“Proceed. You’re on the target, son, and something tells me you’re going to score a bull’s-eye in a minute.”
“When you had acquired the mortgage following such patient steps, my father checkmated you by making and recording a deed of gift of the ranch to me, subject of course to the encumbrance. The war-time moratorium, which protected men in the military or naval service from civil actions, forced you to sit tight and play a waiting game. Then I was reported killed in action. My poor father was in a quandary. As he viewed it, the ranch now belonged to my estate, and I had died intestate. Probate proceedings dragging over a couple of years were now necessary, and a large inheritance tax would have been assessed against the estate. My father broke under the blow and you took possession. Then I returned—and you know the rest.
“I knew you were powerful enough to block any kind of a banking loan I might try to secure and I was desperate until Bill Conway managed to arrange for his financing. Then, of course, I realized my power. With the dam completed before the redemption period should expire, I had something definite and tangible to offer the competitor of the power company in which you might be interested. I was morally certain I could save my ranch, so I disabused my mind of worry.”

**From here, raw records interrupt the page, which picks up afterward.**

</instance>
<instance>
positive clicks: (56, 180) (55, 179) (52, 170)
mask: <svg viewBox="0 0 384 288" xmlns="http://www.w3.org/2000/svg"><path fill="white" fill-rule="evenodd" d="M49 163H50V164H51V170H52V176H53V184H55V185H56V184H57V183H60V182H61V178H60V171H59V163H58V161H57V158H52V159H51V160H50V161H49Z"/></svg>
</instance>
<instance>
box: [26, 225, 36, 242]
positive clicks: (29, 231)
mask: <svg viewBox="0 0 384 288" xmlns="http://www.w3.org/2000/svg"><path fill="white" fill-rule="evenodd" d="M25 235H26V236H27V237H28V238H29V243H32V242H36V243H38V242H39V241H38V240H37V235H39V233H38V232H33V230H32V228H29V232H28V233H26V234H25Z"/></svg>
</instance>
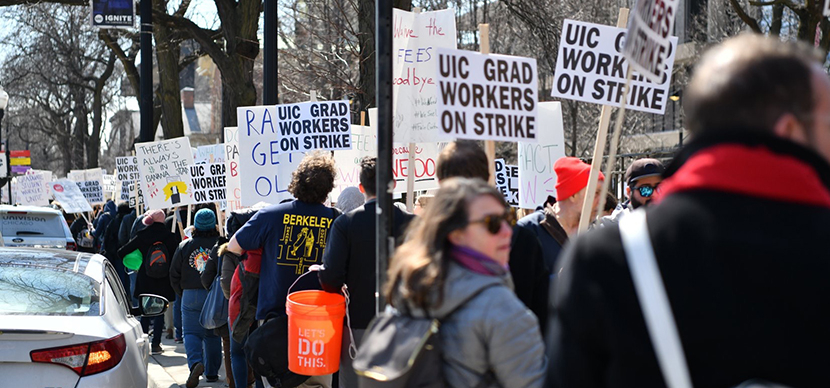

“Your logical conclusions do credit to your intelligence, Miguel. Proceed.”
“I purchased, through my attorney, a fat little block of stock in each company. That gave me entree to the company books and records. I couldn’t pick up your trail with the first company investigated—the Central California—but before my attorney could proceed to Los Angeles and investigate the list of stockholders and directors of the South Coast Power Corporation, a stranger appeared at my attorney’s office and proceeded to make overtures for the purchase of the Agua Caliente property on behalf of an unknown client. That man was in conference with my attorney the day we all motored to El Toro via La Questa Valley, and the instant I poked my nose inside the door my attorney advised me—in Spanish,—which is really the mother tongue of El Toro—to trail his visitor. Out in the hall I met my dear friend, Don Nicolas Sandoval, the sheriff of San Marcos County, and delegated the job to him. Don Nicolas trailed this stranger to the First National Bank of El Toro and observed him in conference with the vice-president; from the First National Bank of El Toro Don Nicolas shadowed his man to the office of the president of the South Coast Power Corporation, in Los Angeles.
“We immediately opened negotiations with the Central California Power Company and were received with open arms. But, strange to relate, we heard no more from the South Coast Power Corporation. Very strange, indeed, in view of the fact that my attorney had assured their representative of my very great desire to discuss the deal if and when an offer should be made me.”